Court Opinion

ID: 3986611
Source: CourtListenerOpinion
Date Created: 2016-07-06 10:42:45.289192+00
Date Added: 2024-06-11T14:18:19.485026
License: Public Domain

I concur. If actual tangible matter is projected by the blast on the property of another, it is held to be a trespass. One can sympathize with the view that if property is immediately injured by a force caused by a blast transmitted by concussion of air it is still a trespass. As stated in the opinion, there is a division of authority on that matter.

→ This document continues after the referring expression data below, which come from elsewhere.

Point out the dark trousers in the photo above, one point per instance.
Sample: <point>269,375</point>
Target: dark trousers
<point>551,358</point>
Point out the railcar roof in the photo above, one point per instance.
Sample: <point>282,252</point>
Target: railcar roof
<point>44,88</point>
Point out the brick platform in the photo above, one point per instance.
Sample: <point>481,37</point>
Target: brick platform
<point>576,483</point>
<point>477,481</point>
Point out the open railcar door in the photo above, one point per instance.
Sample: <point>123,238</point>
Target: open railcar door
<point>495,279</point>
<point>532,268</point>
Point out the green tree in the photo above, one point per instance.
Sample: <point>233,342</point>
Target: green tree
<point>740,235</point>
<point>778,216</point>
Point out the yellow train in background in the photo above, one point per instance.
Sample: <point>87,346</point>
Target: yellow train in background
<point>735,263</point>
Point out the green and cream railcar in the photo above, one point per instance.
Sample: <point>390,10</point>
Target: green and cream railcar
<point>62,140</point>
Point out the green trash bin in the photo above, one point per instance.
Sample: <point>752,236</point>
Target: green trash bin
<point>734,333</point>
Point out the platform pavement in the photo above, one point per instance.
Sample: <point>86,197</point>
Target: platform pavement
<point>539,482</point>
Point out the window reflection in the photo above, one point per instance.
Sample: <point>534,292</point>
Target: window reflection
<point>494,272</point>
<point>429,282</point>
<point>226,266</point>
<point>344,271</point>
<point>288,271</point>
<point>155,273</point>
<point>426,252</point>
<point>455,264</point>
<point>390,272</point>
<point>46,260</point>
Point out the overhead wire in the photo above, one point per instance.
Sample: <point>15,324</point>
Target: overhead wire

In the case of O'Neill v. San Pedro, Los Angeles  SaltLake Railroad Company, 38 Utah 475, 114 P. 127, it was held that damage due to repeated vibrations over a long period of time must be chargeable in case, and negligence proved. Unless distinction can be made between a result caused by a series of recurring similar events and a result caused by one event, it would seem that the O'Neill case has committed this court to the view that a vibration transmitted through a solid medium acting on a building is not a trespass but calls for an action of trespass on the case. It would follow, therefore, that a force transmitted by a rarer medium would also call for action of trespass on the case. Realistically, there is a difference between a damage caused by continued vibrations of trains which are performing a necessary public service, and a damage caused by a single blast set off on the private property of another. It is such differences which make law not mainly the product of logic, but of experience, social necessity and distribution of the cost of consequences. Our common existence may require the law to hold that damage to property caused by unavoidable vibrations of passing trains is damnum absque injuria whilst to permit one owner, by a blast on his own property to shake down the house of another, requires a rule which recognizes that however free from negligence the first may be the second innocent person should not suffer. The very essence of fairness seems to suggest that if one, in order to obtain a certain type of use or enjoyment of his own *Page 557 
property, is compelled to blast, he must, as part of the cost of such use or enjoyment, pay the damages he causes to his innocent neighbor. Logically a series of imperceptible injuries to a dwelling due to the periodic vibiration of trains over a long period of time is but the accumulated injuries inflicted by each of a series of trespasses. Law not following logic may say:
"The vibration of a train in itself is not dangerous like a blast from an explosion. Its single influence is imperceptible but the accumulated results may be injurious, but only if it can be shown that the accumulated results were the result of negligent construction or operation can we give damages. Otherwise, the property owner must submit to the greater needs of society."
Be that as it may, jurisdictions which hold that trespass lies where damage is directly and immediately caused by concussion arising from a blast on neighboring property cannot be said to hold that trespass lies for ultimate damage caused by an animal or a human who is affected by the concussions.
Scott v. Shephard, 1 Smith Leading Cases 337, 2 W. Bl. 892, 3 Wils. 403 (Squib Case), is not to the contrary. That was treated as a ricochetting Squib, the transfer by human hands being automatic. Distinctions based on the nature of the mental reaction may, in some cases, be too refined to be of practical use. We may say at least that where the reaction is purely reflex and automatic according to the Squib case the person so acting is as if an inanimate link in the chain of causation and the action lies in trespass. Where the animal or person commits an injury concededly acting in response to certain stimuli, but not purely automatically, which were the result of forces set in motion by the defendant, the action, if any, lies in case.
Being an action in case, negligence must be alleged and proved. We do not need to determine whether if negligence had been alleged a cause of action would have been stated under the circumstances of this case. A discussion of the "range of apprehension" as expressed in Palsgraf v. Long *Page 558 Island R. Co., 248 N.Y. 339, 162, N.E. 99, 100, 59 A.L.R. 1253, is contained in Barrus v. Western Union Telegraph Co.,90 Utah 391, 62 P.2d 113. I conceive of the intermediation of the reflexes of the mother mink as serving in legal concept a dual purpose. Even where it is held that injury due to concussion transmitted by air is a trespass where the injury is direct or immediate, a result arrived at through the concussion action on the mind of the mother mink would not be trespass; hence, negligence would have to be alleged. If alleged it would then be time to determine whether it was within the range of apprehensibility.